Eravamo ormai rassegnati a morire, poiché nessuno di noi ignorava che la pietà è sconosciuta ai thugs, nondimeno fummo risparmiati. La morte sarebbe stata troppo dolce per noi e nella mente infernale di Suyodhana, il capo degli strangolatori, si era già formato un terribile disegno, che aveva per scopo di svellere dal cuore della giovinetta l’amore per Tremal-Naik e di sbarazzarsi del mio padrone, che avrebbe potuto diventare per loro un formidabile nemico. Dovete sapere che a quel tempo un uomo prode, risoluto, cui era stata rapita la figlia dai thugs, faceva loro una guerra accanita. Quell’uomo era un inglese e si faceva chiamare capitano Macpherson.

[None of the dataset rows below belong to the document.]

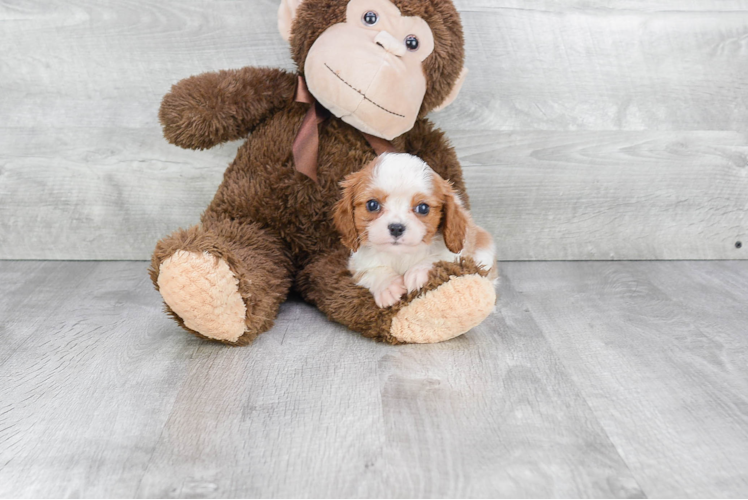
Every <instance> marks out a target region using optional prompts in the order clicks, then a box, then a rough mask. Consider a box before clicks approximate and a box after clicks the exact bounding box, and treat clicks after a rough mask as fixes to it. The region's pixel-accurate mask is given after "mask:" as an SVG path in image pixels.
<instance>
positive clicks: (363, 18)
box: [361, 10, 379, 26]
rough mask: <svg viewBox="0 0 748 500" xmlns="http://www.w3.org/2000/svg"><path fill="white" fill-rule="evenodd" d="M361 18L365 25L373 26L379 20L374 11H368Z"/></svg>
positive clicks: (373, 25) (377, 15) (368, 25)
mask: <svg viewBox="0 0 748 500" xmlns="http://www.w3.org/2000/svg"><path fill="white" fill-rule="evenodd" d="M361 20H362V21H363V22H364V24H365V25H367V26H374V25H375V24H377V21H379V16H378V15H377V13H376V12H374V11H371V10H370V11H369V12H367V13H366V14H364V15H363V16H362V17H361Z"/></svg>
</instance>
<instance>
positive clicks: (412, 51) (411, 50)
mask: <svg viewBox="0 0 748 500" xmlns="http://www.w3.org/2000/svg"><path fill="white" fill-rule="evenodd" d="M405 47H407V49H408V50H410V51H411V52H415V51H416V50H418V37H417V36H415V35H408V36H406V37H405Z"/></svg>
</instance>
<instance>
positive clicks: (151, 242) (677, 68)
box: [0, 0, 748, 260]
mask: <svg viewBox="0 0 748 500" xmlns="http://www.w3.org/2000/svg"><path fill="white" fill-rule="evenodd" d="M456 4H457V5H458V8H459V9H460V11H461V15H462V19H463V23H464V25H465V31H466V38H467V64H468V67H469V69H470V75H469V79H468V81H467V83H466V85H465V88H464V89H463V92H462V94H461V96H460V98H459V99H458V100H457V101H456V102H455V104H454V105H453V106H452V107H450V108H448V109H447V110H445V111H443V112H442V113H439V114H436V115H434V116H433V119H434V120H435V121H436V122H437V123H438V124H439V125H440V126H441V127H443V128H445V129H446V130H447V131H448V132H449V135H450V137H451V138H452V140H453V142H454V145H455V146H456V148H457V152H458V154H459V156H460V158H461V160H462V162H463V166H464V168H465V175H466V178H467V181H468V187H469V190H470V193H471V196H472V198H473V207H474V213H475V217H476V219H477V220H478V221H479V222H480V223H482V224H483V225H484V226H486V227H487V228H488V229H490V230H491V231H492V233H493V234H494V235H495V236H496V238H497V242H498V247H499V257H500V258H501V259H505V260H525V259H528V260H529V259H550V260H553V259H571V260H575V259H730V258H735V259H744V258H748V216H747V215H746V214H747V211H748V98H746V95H747V94H748V84H747V83H746V81H747V80H748V0H720V1H717V0H677V1H676V0H659V1H645V0H616V1H613V0H607V1H605V0H562V1H551V0H459V1H457V2H456ZM276 8H277V3H276V1H275V0H262V1H251V0H243V1H221V2H210V1H208V0H194V1H191V2H188V3H184V2H177V1H175V0H167V1H161V2H146V1H144V0H133V1H131V2H116V1H114V0H98V1H92V0H77V1H75V2H63V1H59V0H45V1H43V2H42V1H38V0H27V1H24V2H1V1H0V23H2V24H1V25H2V30H0V258H7V259H146V258H148V257H149V255H150V252H151V250H152V248H153V246H154V244H155V242H156V241H157V240H158V239H159V238H160V237H161V236H163V235H165V234H166V233H168V232H170V231H172V230H173V229H175V228H177V227H180V226H183V227H184V226H188V225H191V224H193V223H195V222H197V220H198V217H199V215H200V212H201V211H202V210H203V208H204V207H205V206H206V205H207V203H208V202H209V201H210V199H211V197H212V195H213V193H214V191H215V189H216V187H217V185H218V183H219V182H220V179H221V176H222V173H223V171H224V169H225V167H226V165H227V164H228V162H229V161H230V160H231V158H232V157H233V154H234V152H235V150H236V147H237V144H228V145H225V146H223V147H219V148H216V149H215V150H211V151H206V152H191V151H182V150H180V149H178V148H176V147H173V146H170V145H168V144H167V143H166V142H165V141H164V140H163V139H162V138H161V133H160V129H159V126H158V123H157V117H156V113H157V109H158V105H159V101H160V99H161V97H162V96H163V94H164V93H166V92H167V91H168V89H169V87H170V85H171V84H172V83H174V82H176V81H177V80H179V79H181V78H184V77H186V76H189V75H192V74H195V73H200V72H204V71H209V70H217V69H222V68H236V67H241V66H245V65H265V66H279V67H283V68H287V69H291V68H292V64H291V61H290V58H289V57H288V48H287V46H286V44H285V43H284V42H283V41H282V39H281V38H280V36H279V35H278V34H277V31H276V28H275V26H276V17H275V16H276ZM738 241H741V242H743V243H745V245H743V248H741V249H738V248H736V243H737V242H738Z"/></svg>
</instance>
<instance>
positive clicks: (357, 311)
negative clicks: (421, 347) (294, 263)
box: [297, 250, 496, 344]
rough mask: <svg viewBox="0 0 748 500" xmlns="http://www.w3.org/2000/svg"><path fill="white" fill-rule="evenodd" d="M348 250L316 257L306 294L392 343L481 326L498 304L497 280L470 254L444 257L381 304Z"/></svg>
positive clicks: (309, 271) (362, 332)
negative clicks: (482, 321)
mask: <svg viewBox="0 0 748 500" xmlns="http://www.w3.org/2000/svg"><path fill="white" fill-rule="evenodd" d="M349 254H350V252H348V251H347V250H340V251H335V252H333V253H330V254H325V255H322V256H320V257H317V258H316V259H315V260H313V261H312V262H311V263H310V264H309V265H308V266H307V267H306V268H305V269H304V270H303V271H302V272H301V273H300V274H299V276H298V280H297V287H298V289H299V291H300V292H301V294H302V295H303V297H304V299H305V300H307V301H308V302H311V303H312V304H315V305H316V306H317V307H318V308H319V309H320V310H321V311H322V312H324V313H325V314H326V315H327V317H328V318H330V319H331V320H333V321H336V322H338V323H341V324H343V325H345V326H347V327H348V328H350V329H351V330H355V331H357V332H360V333H362V334H363V335H364V336H365V337H370V338H375V339H377V340H381V341H384V342H388V343H390V344H400V343H419V344H426V343H435V342H442V341H445V340H449V339H451V338H454V337H457V336H459V335H462V334H463V333H465V332H467V331H468V330H470V329H471V328H473V327H475V326H478V325H479V324H480V323H481V322H482V321H483V320H484V319H486V317H487V316H488V315H489V314H490V313H491V311H493V309H494V305H495V304H496V290H495V287H494V283H493V282H492V281H491V280H490V279H489V278H487V277H486V274H487V273H486V271H484V270H483V269H481V268H479V267H478V266H477V265H476V264H475V263H474V262H473V261H472V260H471V259H464V260H463V261H461V262H459V263H450V262H439V263H437V264H436V265H435V266H434V268H433V269H432V270H431V272H430V274H429V281H428V282H427V283H426V285H425V286H424V287H423V288H422V289H421V290H418V291H414V292H411V293H410V294H408V295H406V296H404V297H403V298H402V299H401V300H400V302H398V303H397V304H395V305H394V306H392V307H388V308H384V309H382V308H379V307H377V305H376V304H375V303H374V297H373V296H372V294H371V292H370V291H369V290H367V289H366V288H363V287H360V286H358V285H356V284H355V283H354V281H353V278H352V277H351V274H350V272H348V269H347V264H348V256H349Z"/></svg>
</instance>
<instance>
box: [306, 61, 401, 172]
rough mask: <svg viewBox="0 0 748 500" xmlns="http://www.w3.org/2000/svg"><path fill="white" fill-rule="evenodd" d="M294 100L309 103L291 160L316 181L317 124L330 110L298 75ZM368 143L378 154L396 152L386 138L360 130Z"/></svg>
mask: <svg viewBox="0 0 748 500" xmlns="http://www.w3.org/2000/svg"><path fill="white" fill-rule="evenodd" d="M294 101H295V102H303V103H305V104H311V106H309V111H307V113H306V115H305V116H304V119H303V120H302V122H301V127H300V128H299V131H298V132H297V134H296V139H294V141H293V147H292V150H293V161H294V165H295V166H296V170H298V171H299V172H301V173H302V174H304V175H306V176H307V177H309V178H310V179H312V180H313V181H314V182H317V152H318V151H319V124H320V123H322V122H323V121H325V119H327V117H328V116H330V111H328V110H327V109H325V108H324V107H323V106H322V105H321V104H320V103H318V102H317V100H316V99H315V98H314V96H313V95H312V93H311V92H309V88H308V87H307V86H306V82H305V81H304V78H303V77H302V76H301V75H299V83H298V85H297V86H296V95H295V96H294ZM361 134H362V135H363V136H364V138H365V139H366V141H367V142H368V143H369V145H370V146H371V147H372V149H374V152H375V153H376V154H377V156H378V155H381V154H382V153H396V152H397V150H396V149H395V146H393V145H392V143H391V142H390V141H388V140H386V139H382V138H379V137H375V136H373V135H371V134H366V133H364V132H361Z"/></svg>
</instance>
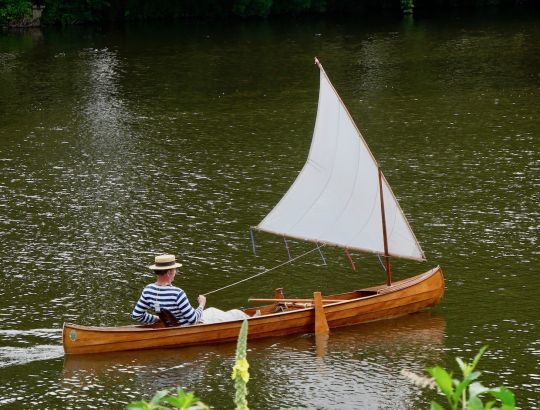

Centinaia e centinaia di thugs erano caduti per sua mano, e giorno e notte egli inseguiva gli altri senza tregua, potentemente aiutato dal governo inglese. Né i lacci degli strangolatori, né i pugnali dei più fanatici settari erano giunti a colpirlo, né le più infernali trame avevano avuto successo contro di lui.
Suyodhana, che lo temeva assai, gli lanciò contro Tremal-Naik promettendogli per compenso la mano della vergine della pagoda d’Oriente, così infatti aveva nome la fanciulla dai capelli neri amata dal mio padrone. La testa del capitano doveva essere il regalo di nozze!